Devoir de mémoire ou nécessité de lutter ?

Le débat fait fureur actuellement sur le fameux article de loi qui demande que dans les programmes scolaires soit enseigné le rôle positif de la colonisation. Accepter cela, ce serait reprendre les arguments racistes des colonisateurs de l’époque qui chaque fois prétendaient coloniser pour civiliser les « nations inférieures ». Jamais la colonisation n’a été faite pour autre chose que pour accroître les richesses des pays colonisateurs. Pour que cette colonisation soit rentable, il a fallu que soient développées quelques infrastructures, et quelques cadres locaux. Mais c’était uniquement pour « valoriser », en termes capitalistes, la colonie.

Ceux qui veulent que soient évoqués à égalité les horreurs et les bienfaits de la colonisation cherchent avant tout à masquer la cause purement économique, exploiteuse, de la colonisation. D’ailleurs, de nombreuses élites locales s’en étaient bien accommodées, qui faisaient de la vente de leur propre peuple une source de revenus importante. Il est bien agréable de noter qu’au passage une vérité historique a enfin été reconnue : l’esclavage a été rétabli par le dictateur meurtrier qu’a été Napoléon.

Pour autant, ce débat ne doit pas en masquer un autre : celui de comment lutter et combattre le racisme et l’impérialisme aujourd’hui Le collectif « Devoir de mémoire » (rebaptiser « Devoir de réagir » suite aux évènements dans les quartiers populaires) après quelques colloques sur la question, a lancé une opération d’appel à l’inscription des jeunes des quartiers populaires sur les listes électorales. Besancenot, Jamel Debbouze ou le rappeur Joey Starr figurent parmi les fondateurs de ce collectif. Si au début l’appel ne voulait pas se limiter à la simple question du vote, l’opération du 20 décembre se limita complètement à cela. A un jeune qui lui disait « s’inscrire mais pour voter pour qui ? » Joey Starr et les autres ont été bien incapables de répondre.

En quelques semaines, une initiative qui pouvait donner des éléments de politisation voire de « susciter des vocations » comme le disait le rappeur, s’est transformé en manœuvre aisément récupérable par le PS.

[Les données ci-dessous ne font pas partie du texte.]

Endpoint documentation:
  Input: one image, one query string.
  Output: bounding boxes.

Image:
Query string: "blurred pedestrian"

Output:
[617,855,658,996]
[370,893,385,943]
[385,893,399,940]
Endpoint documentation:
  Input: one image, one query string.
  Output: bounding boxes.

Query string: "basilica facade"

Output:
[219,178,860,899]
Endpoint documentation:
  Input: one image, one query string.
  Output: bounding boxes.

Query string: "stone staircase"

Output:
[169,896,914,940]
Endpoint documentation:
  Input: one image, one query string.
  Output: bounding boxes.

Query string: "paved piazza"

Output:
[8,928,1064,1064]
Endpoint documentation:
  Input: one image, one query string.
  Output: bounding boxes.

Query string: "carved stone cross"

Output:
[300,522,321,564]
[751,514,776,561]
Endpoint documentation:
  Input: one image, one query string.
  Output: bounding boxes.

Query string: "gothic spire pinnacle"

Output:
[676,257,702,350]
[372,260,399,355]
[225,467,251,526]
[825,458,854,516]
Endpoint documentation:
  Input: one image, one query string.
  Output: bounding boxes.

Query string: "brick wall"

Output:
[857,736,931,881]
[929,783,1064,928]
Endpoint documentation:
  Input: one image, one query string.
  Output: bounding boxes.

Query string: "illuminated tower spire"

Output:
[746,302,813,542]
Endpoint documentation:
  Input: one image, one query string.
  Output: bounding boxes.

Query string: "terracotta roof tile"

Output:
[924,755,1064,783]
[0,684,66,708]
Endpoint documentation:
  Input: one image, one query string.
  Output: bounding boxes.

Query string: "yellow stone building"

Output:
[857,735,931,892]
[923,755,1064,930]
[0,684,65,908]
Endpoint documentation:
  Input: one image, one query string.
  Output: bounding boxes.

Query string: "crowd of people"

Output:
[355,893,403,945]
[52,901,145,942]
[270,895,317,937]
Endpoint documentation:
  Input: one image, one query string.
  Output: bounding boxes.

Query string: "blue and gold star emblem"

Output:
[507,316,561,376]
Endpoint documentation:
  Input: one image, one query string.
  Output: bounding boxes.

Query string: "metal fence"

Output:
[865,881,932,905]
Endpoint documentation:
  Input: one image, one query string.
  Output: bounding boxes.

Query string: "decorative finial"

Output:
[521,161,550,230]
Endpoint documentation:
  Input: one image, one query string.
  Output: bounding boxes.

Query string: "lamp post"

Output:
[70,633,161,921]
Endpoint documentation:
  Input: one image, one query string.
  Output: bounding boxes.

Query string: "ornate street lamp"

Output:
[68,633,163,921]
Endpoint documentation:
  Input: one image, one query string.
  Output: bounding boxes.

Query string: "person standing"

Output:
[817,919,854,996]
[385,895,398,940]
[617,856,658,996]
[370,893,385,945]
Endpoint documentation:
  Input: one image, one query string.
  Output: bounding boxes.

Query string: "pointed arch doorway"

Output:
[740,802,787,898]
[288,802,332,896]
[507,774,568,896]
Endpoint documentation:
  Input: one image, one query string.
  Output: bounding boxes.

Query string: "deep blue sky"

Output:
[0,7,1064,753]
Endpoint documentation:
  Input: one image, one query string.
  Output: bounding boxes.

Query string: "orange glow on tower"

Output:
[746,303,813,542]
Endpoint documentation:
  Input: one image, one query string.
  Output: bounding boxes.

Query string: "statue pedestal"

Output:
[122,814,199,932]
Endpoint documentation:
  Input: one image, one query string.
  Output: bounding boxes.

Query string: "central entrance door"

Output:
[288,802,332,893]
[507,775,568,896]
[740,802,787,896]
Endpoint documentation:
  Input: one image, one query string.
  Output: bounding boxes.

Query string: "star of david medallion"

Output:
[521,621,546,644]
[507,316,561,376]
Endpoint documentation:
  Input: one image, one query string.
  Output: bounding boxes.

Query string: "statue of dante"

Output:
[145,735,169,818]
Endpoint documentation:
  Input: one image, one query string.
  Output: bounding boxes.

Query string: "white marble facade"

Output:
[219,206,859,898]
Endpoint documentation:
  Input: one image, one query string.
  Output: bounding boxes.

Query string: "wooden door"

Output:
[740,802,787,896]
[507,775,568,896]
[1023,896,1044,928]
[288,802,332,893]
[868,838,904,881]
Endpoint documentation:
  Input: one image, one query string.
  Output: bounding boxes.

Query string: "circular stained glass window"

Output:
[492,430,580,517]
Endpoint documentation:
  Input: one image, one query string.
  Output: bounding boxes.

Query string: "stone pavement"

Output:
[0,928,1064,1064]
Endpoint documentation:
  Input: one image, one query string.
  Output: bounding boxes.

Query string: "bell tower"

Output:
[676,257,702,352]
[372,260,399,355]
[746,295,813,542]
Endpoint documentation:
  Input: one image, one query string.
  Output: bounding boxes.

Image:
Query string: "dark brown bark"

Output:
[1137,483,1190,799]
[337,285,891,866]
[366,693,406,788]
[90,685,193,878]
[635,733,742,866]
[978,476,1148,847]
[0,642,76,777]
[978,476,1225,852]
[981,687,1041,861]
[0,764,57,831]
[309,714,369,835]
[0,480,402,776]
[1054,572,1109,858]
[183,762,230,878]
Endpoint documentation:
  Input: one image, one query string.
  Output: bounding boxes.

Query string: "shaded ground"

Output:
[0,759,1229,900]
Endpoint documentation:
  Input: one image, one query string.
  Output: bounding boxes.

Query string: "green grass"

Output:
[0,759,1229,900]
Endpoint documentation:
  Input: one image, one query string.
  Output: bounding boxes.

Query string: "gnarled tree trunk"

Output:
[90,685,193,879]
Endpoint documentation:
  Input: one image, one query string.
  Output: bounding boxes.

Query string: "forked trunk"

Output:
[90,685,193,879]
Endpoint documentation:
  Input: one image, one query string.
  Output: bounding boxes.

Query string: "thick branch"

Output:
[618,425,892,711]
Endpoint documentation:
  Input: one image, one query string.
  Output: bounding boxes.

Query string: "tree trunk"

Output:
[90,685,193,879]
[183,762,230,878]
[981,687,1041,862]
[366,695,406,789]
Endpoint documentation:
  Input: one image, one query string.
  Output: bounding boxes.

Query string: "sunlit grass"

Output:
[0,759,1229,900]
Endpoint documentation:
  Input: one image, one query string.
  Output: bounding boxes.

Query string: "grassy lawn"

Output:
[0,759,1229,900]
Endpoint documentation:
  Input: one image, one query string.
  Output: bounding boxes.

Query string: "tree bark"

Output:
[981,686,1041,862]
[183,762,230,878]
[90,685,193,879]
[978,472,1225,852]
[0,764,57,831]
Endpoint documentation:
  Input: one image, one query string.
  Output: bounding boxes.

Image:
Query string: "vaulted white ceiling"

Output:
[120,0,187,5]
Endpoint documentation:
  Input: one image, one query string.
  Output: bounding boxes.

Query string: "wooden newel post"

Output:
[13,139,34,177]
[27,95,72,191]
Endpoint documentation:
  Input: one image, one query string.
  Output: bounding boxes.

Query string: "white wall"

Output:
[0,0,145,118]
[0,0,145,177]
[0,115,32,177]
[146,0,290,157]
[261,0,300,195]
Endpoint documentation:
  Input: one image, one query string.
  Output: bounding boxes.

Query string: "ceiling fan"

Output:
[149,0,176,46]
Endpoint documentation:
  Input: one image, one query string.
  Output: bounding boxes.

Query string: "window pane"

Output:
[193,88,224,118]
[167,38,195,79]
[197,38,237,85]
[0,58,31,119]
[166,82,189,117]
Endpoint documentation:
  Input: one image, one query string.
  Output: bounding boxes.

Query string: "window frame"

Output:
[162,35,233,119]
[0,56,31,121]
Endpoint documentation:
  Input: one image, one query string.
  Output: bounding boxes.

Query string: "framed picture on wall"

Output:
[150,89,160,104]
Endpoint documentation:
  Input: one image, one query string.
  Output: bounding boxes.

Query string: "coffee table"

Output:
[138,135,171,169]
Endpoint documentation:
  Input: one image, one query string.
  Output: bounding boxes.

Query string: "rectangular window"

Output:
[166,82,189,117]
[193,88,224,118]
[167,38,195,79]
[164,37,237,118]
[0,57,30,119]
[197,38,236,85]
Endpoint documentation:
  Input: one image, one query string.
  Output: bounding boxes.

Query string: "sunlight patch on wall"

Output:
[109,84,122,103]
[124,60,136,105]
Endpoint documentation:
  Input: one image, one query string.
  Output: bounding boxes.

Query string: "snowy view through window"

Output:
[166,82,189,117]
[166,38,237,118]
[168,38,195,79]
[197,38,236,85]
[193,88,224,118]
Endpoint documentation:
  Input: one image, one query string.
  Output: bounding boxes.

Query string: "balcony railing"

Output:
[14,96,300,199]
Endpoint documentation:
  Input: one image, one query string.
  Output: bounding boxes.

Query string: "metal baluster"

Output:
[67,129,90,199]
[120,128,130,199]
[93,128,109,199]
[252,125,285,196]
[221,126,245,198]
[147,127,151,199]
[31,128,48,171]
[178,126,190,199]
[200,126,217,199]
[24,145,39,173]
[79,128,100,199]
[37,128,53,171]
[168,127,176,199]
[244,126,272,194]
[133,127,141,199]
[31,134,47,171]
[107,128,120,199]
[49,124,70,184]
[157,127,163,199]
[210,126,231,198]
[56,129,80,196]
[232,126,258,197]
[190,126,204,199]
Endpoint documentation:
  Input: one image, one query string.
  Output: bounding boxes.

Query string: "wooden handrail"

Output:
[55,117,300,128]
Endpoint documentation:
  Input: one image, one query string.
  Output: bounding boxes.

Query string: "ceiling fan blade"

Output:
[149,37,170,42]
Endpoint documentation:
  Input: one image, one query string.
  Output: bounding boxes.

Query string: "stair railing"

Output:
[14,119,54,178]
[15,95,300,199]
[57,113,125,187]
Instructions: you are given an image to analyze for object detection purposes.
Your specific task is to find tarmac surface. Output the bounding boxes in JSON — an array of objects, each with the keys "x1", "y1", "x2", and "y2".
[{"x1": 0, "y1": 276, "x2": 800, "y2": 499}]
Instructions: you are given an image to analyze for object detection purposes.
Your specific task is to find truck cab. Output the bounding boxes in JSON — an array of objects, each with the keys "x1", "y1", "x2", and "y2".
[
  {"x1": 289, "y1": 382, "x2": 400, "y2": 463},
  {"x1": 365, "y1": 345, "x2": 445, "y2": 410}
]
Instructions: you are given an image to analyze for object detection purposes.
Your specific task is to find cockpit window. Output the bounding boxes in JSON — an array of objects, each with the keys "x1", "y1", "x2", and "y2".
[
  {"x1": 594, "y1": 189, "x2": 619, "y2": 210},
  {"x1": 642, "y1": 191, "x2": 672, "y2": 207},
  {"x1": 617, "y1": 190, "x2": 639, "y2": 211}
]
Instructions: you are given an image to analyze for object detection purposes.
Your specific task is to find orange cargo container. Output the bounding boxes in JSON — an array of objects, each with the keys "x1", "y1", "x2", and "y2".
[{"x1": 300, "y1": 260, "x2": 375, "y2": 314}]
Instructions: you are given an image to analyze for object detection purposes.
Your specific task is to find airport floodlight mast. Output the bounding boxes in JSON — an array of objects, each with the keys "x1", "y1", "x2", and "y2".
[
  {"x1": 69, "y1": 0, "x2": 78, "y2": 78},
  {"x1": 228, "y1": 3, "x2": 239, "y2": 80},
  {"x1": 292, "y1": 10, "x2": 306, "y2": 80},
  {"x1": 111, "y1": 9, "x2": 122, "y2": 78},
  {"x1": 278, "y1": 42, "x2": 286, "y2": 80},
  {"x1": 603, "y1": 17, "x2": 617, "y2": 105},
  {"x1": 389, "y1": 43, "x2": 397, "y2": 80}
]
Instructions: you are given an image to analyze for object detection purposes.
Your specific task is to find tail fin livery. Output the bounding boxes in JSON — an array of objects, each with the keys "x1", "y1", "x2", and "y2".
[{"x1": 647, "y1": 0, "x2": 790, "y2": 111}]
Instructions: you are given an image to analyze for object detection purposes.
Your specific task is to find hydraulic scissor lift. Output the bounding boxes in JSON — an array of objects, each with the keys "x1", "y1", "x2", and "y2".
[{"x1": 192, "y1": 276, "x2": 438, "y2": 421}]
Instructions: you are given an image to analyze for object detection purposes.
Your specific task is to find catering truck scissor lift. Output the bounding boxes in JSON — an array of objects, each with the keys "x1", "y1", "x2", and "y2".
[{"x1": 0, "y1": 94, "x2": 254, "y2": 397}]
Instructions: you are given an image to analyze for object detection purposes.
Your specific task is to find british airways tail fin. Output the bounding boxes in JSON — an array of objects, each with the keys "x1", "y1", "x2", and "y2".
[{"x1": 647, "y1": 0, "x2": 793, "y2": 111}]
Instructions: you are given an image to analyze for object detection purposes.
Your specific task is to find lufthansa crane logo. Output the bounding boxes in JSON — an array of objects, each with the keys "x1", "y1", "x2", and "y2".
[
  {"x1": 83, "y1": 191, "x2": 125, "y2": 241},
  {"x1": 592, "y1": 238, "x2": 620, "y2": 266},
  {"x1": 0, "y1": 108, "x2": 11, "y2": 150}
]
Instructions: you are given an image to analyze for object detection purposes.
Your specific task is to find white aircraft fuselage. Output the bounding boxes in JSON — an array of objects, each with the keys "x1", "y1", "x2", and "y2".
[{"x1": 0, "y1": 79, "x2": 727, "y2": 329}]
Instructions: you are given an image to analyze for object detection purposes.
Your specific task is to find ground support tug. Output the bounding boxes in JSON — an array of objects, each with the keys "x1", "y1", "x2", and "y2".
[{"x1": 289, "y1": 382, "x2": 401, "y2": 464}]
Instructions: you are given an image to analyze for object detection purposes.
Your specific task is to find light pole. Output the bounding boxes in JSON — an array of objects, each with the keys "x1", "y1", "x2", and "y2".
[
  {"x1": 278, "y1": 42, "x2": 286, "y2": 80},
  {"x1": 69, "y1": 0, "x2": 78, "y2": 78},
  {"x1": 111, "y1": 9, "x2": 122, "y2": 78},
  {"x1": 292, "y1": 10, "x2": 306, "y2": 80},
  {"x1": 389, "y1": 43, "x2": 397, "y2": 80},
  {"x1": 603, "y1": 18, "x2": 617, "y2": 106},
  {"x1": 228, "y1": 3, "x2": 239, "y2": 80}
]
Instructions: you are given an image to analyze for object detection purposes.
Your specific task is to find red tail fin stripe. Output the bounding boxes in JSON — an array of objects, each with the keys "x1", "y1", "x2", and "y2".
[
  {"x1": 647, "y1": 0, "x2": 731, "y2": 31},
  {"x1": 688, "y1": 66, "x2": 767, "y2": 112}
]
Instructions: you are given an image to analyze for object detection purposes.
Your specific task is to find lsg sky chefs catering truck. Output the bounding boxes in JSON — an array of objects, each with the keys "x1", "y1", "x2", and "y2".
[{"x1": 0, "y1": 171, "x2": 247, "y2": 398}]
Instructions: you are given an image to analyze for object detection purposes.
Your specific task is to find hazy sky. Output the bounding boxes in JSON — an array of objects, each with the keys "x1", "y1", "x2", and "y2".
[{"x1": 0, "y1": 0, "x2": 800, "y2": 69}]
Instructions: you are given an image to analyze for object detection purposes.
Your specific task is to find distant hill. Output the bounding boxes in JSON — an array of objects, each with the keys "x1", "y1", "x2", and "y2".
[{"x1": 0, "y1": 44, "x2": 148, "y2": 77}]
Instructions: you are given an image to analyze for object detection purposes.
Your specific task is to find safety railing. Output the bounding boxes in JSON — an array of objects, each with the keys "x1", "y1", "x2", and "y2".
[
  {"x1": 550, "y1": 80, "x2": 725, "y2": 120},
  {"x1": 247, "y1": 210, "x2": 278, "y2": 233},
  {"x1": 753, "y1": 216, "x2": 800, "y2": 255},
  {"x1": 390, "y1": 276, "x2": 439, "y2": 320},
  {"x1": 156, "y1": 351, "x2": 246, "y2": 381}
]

Il en va comme pour le colonialisme, la reconnaissance du caractère criminel de l’esclavage etc. comme pour les suites politiques des évènements dans les « banlieues » : c’est en les liant à l’analyse même du capitalisme et donc aux moyens de combattre ce système que de tels combats seront efficaces. Les milliers de jeunes qui vont s’inscrire sur les listes électorales ne devraient pas attendre de savoir pour qui ils peuvent voter. Ils doivent se réunir, discuter de ce qu’il faut pour briser la discrimination sociale que subissent les quartiers en termes de logement, d’emploi, de services publics, de racisme etc.

Et si des organisations les défendent vraiment, alors qu’ils s’y joignent ; sinon qu’ils n’hésitent pas une seule seconde à s’impliquer eux mêmes.